4/06/2005

Getting Eaten Up

In today’s business environment companies are getting eaten up by each other all the time. In the 1980’s and 90’s, it was quite clear who you were purchasing a product from. A trend started in the late 90’s of larger companies purchasing smaller ones and keeping the merged companies name on the product. This has helped keep strong customer loyalty and market share of the product. One major company that has been absorbed into another while retaining its market identity is Keebler. Is it dishonest by the acquiring company to keep the old company name on a product when the company no longer exists?

4 comments:

Eric said...

I don’t think it is dishonest in the least! If the purchasing company pays the big bucks for a name, logo, or patient it’s theirs they can do with it what they want.

Eric said...
This comment has been removed by a blog administrator.
heat said...

I think it is important to keep the name and reputation intact as much as possible whenever a merger occurs. For instance, with Keebler it would incredibly stupid and worthless for the new parent company to change the name and start fresh establishing the new brand and new product. Also, it would be frustrating and confusing for consumers who are brand loyal.
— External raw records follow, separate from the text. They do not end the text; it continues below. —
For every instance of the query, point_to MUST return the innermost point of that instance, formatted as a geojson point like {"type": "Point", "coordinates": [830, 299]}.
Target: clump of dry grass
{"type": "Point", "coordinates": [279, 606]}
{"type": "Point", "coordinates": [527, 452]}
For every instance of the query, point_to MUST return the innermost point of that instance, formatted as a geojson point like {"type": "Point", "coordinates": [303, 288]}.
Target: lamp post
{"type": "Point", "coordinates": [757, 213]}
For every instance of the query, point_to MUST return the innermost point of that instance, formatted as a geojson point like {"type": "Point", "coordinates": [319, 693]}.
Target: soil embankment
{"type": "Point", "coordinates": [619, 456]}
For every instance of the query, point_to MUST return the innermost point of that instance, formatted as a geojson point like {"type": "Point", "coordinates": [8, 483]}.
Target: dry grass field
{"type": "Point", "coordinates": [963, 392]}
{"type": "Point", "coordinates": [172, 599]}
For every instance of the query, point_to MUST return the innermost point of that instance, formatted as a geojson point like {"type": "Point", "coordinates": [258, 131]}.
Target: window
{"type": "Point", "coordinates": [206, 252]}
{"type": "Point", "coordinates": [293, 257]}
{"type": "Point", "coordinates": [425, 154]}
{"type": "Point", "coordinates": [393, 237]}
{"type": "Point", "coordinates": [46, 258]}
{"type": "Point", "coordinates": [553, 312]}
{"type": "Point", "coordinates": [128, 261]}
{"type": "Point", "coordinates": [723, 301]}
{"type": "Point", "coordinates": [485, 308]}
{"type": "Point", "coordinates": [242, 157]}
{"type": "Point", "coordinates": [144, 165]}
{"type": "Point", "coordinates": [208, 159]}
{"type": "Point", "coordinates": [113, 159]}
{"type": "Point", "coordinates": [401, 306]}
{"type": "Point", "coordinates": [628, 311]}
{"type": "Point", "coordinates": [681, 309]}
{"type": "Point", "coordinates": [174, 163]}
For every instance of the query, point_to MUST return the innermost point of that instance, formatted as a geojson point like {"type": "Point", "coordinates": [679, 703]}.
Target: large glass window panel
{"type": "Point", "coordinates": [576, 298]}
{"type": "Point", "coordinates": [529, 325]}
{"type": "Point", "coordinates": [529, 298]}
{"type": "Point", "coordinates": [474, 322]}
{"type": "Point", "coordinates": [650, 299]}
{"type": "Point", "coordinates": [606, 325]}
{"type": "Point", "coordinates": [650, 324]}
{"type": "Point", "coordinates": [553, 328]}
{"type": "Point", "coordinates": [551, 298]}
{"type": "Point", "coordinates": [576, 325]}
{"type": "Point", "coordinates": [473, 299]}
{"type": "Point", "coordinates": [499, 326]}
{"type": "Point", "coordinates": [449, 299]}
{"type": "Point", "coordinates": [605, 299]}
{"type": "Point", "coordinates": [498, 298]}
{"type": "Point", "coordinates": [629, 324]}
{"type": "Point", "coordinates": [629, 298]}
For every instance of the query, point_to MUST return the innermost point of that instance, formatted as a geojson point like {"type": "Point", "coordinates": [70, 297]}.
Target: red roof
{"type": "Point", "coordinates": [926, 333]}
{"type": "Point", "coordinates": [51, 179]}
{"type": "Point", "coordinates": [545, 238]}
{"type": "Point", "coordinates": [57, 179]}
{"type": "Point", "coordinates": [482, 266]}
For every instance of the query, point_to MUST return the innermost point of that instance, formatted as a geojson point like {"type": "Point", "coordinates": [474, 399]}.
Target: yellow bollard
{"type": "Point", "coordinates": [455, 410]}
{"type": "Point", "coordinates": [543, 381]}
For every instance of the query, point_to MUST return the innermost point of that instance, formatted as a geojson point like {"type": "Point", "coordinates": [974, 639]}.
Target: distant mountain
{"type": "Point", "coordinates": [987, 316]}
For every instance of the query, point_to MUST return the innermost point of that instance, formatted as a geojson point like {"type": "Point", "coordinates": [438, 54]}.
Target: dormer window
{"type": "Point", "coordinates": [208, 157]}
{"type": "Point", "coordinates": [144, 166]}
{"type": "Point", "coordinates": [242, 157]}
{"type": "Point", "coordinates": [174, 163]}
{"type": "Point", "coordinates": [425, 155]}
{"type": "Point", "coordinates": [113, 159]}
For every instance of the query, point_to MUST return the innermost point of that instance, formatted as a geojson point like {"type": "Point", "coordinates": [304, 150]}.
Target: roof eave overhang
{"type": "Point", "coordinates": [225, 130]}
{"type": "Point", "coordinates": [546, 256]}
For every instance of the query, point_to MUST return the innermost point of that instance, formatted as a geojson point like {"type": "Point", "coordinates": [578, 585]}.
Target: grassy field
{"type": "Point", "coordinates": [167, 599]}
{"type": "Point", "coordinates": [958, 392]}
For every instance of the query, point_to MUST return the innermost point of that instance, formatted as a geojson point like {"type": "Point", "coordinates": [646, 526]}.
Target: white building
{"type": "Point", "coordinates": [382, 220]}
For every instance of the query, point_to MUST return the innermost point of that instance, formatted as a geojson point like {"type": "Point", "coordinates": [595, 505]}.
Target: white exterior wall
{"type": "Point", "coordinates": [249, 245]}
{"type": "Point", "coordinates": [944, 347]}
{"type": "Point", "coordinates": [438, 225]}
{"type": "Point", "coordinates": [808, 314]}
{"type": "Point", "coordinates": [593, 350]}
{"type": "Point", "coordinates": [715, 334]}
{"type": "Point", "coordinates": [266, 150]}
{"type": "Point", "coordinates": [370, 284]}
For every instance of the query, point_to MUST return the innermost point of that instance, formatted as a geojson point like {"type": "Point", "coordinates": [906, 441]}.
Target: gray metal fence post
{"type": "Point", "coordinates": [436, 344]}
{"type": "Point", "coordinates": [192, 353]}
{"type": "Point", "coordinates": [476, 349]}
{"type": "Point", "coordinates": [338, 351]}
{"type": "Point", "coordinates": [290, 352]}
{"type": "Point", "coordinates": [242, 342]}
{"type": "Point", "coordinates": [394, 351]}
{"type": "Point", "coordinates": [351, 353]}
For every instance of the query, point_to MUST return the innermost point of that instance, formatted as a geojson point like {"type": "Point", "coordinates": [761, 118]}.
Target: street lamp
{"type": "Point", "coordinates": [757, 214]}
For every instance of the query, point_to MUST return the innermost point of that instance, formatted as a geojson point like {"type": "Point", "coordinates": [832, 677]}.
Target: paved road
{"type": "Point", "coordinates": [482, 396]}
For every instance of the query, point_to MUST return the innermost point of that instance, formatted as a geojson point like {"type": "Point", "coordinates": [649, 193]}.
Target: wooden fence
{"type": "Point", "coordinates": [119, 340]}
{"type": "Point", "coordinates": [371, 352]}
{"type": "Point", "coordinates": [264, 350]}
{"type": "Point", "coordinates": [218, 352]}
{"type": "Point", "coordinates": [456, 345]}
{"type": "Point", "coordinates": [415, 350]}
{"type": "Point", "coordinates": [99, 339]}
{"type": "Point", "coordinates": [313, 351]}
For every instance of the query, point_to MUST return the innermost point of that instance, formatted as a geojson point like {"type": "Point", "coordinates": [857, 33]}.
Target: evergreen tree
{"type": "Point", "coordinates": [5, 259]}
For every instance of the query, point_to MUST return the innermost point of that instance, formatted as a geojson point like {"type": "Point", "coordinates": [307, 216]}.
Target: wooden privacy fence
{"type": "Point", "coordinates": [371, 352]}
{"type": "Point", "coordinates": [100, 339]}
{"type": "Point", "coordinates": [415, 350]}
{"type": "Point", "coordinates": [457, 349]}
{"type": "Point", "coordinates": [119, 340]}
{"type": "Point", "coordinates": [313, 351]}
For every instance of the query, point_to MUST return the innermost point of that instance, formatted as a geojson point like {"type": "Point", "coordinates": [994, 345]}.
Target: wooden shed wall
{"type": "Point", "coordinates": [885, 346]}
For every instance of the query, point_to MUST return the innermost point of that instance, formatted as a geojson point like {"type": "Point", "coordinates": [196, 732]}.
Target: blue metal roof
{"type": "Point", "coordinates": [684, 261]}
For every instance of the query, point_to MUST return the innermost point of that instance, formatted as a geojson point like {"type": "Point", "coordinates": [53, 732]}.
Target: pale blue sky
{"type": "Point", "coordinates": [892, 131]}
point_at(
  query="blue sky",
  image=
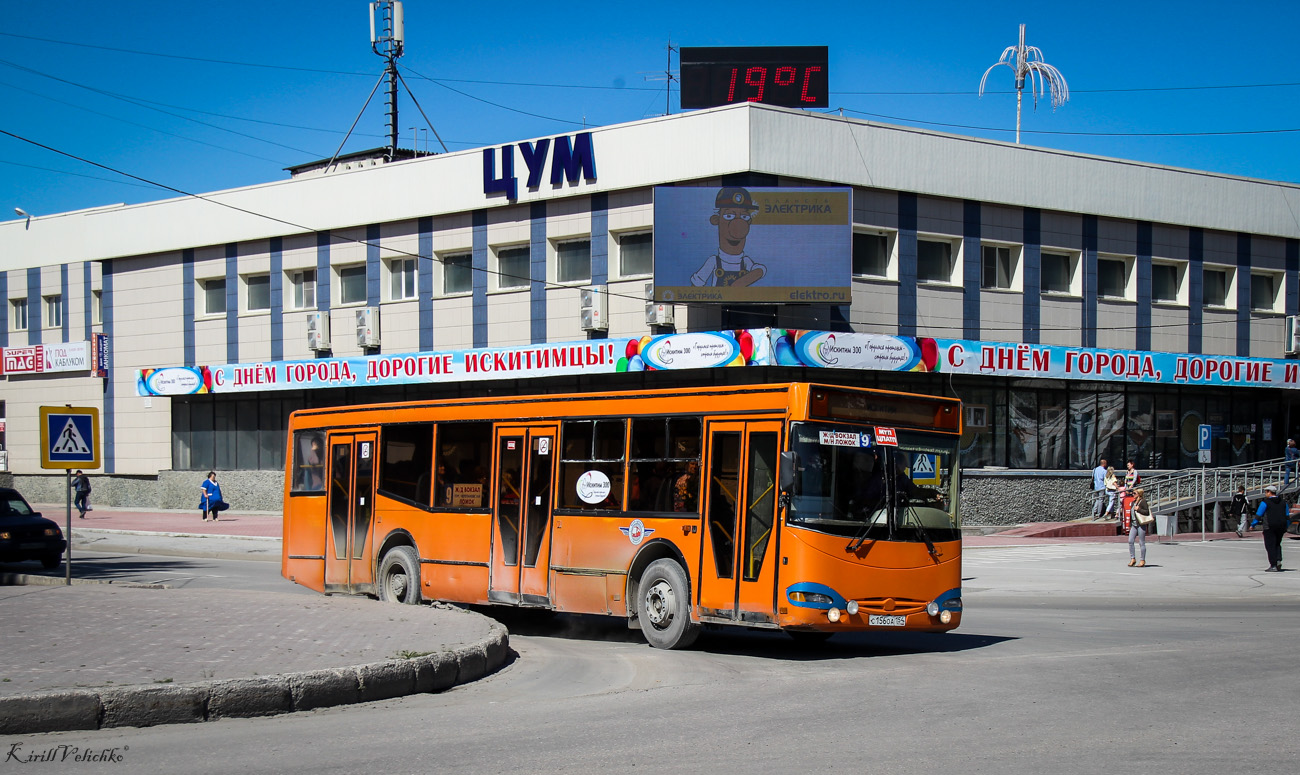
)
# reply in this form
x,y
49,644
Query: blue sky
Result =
x,y
514,70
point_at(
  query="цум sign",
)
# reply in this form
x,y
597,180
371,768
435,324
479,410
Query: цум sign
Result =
x,y
568,161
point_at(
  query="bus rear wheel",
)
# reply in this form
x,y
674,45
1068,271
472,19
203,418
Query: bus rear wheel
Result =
x,y
664,606
399,576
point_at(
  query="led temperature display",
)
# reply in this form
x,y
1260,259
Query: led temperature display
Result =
x,y
787,76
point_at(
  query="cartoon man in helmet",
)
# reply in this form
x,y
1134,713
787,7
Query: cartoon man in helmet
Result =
x,y
729,267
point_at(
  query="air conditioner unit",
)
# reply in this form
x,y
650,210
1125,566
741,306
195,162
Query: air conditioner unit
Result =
x,y
657,314
317,330
594,310
368,327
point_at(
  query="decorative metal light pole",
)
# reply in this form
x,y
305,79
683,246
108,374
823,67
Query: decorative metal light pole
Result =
x,y
1027,61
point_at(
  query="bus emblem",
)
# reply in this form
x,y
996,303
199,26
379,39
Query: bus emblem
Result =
x,y
636,532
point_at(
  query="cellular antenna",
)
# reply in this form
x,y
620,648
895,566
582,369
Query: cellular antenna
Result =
x,y
388,39
1027,61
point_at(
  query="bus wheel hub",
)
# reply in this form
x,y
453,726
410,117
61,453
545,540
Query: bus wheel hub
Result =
x,y
661,602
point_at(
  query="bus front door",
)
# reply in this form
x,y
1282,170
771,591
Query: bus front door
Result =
x,y
349,562
737,575
521,515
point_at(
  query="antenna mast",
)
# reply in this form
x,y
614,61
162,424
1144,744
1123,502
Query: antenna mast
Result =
x,y
388,39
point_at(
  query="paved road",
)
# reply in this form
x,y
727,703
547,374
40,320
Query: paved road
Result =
x,y
1067,662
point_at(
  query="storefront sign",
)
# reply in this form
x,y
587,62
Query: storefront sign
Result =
x,y
66,356
728,349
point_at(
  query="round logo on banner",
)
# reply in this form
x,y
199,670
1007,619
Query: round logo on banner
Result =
x,y
593,486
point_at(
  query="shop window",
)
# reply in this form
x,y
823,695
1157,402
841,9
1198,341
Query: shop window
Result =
x,y
462,460
18,314
304,289
53,311
636,254
664,464
213,295
870,255
458,273
402,276
592,446
406,462
573,260
1214,286
514,267
1056,273
997,267
351,285
934,260
258,291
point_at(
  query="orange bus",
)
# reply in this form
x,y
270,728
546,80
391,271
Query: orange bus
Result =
x,y
805,507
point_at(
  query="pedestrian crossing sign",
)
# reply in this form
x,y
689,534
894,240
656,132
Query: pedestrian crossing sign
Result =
x,y
69,437
924,468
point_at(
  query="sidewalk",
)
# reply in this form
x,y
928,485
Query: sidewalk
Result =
x,y
92,656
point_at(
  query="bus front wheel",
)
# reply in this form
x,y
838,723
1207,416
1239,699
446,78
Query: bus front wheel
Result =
x,y
399,576
664,610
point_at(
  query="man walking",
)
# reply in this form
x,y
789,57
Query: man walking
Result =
x,y
1099,488
1274,512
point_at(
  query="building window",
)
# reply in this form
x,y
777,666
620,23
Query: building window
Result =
x,y
53,311
18,314
458,276
636,254
1216,285
304,289
258,291
573,262
1165,282
870,255
997,267
934,262
402,275
1112,278
512,267
1264,293
213,297
1056,273
351,285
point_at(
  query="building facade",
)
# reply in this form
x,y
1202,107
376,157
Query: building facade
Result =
x,y
1009,252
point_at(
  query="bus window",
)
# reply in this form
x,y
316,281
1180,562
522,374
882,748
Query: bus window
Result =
x,y
464,454
406,462
308,463
592,446
662,453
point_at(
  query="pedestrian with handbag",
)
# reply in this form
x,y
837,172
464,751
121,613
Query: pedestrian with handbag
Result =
x,y
211,502
1142,522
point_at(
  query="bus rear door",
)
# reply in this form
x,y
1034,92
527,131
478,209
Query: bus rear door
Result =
x,y
737,572
521,515
349,561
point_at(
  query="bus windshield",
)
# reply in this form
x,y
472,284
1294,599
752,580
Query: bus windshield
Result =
x,y
846,484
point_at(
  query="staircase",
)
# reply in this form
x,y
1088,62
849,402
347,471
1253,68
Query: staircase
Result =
x,y
1178,496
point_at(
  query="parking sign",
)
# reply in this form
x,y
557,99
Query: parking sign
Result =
x,y
69,437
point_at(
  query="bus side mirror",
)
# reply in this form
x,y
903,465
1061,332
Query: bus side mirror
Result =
x,y
789,471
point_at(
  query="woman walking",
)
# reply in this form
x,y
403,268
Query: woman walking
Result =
x,y
1142,519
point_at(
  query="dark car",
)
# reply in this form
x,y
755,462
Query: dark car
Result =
x,y
26,535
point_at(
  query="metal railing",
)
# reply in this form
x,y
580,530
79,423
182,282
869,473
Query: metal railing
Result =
x,y
1170,494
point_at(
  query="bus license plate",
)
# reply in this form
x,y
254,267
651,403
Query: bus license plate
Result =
x,y
887,620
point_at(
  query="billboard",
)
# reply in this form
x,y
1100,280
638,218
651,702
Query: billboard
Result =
x,y
753,246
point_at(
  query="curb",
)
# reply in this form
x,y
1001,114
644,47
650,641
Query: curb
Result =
x,y
207,701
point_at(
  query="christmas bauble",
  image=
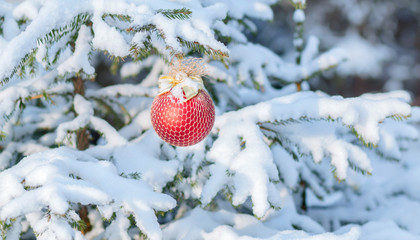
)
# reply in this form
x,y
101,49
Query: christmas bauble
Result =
x,y
181,122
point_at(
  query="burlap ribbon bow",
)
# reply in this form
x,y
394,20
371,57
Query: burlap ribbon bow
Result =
x,y
186,72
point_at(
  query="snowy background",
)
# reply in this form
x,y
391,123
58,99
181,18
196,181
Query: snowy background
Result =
x,y
315,134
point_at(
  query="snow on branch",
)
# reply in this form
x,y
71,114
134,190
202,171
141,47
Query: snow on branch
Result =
x,y
84,111
117,27
243,160
48,184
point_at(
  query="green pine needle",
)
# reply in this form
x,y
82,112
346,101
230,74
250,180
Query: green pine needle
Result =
x,y
180,14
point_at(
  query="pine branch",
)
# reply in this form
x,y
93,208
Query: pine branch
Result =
x,y
180,14
203,49
57,33
120,17
53,36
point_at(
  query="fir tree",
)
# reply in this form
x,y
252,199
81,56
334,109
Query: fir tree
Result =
x,y
81,160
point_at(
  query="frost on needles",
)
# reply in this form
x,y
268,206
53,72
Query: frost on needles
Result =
x,y
273,140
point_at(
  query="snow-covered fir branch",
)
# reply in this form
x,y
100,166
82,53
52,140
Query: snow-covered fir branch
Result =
x,y
281,161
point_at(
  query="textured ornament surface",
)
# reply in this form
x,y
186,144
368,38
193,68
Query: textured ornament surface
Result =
x,y
182,123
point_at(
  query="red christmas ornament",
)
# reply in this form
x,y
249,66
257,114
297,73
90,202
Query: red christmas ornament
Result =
x,y
183,113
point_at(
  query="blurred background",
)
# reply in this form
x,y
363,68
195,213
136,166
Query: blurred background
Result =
x,y
381,36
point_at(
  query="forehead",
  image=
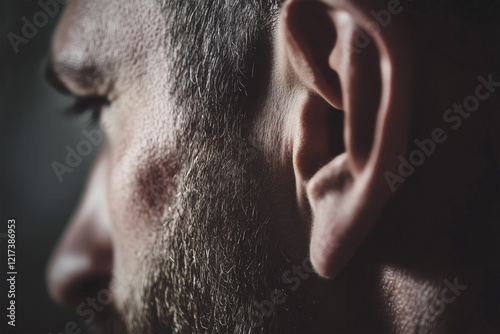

I like certain Keebler products and if it changed its name I most likely would have stopped buying from the newly-named merged product.

Dr. Tufte said...

-1 on Marie's and Jacques' comments for spelling and grammatical errors.

I don't think this is dishonest at all. Name recognition is just one more asset that a firm can acquire from another one. I don't know any examples off the top of my head, but I have heard that there have been takeovers where the name was the only asset.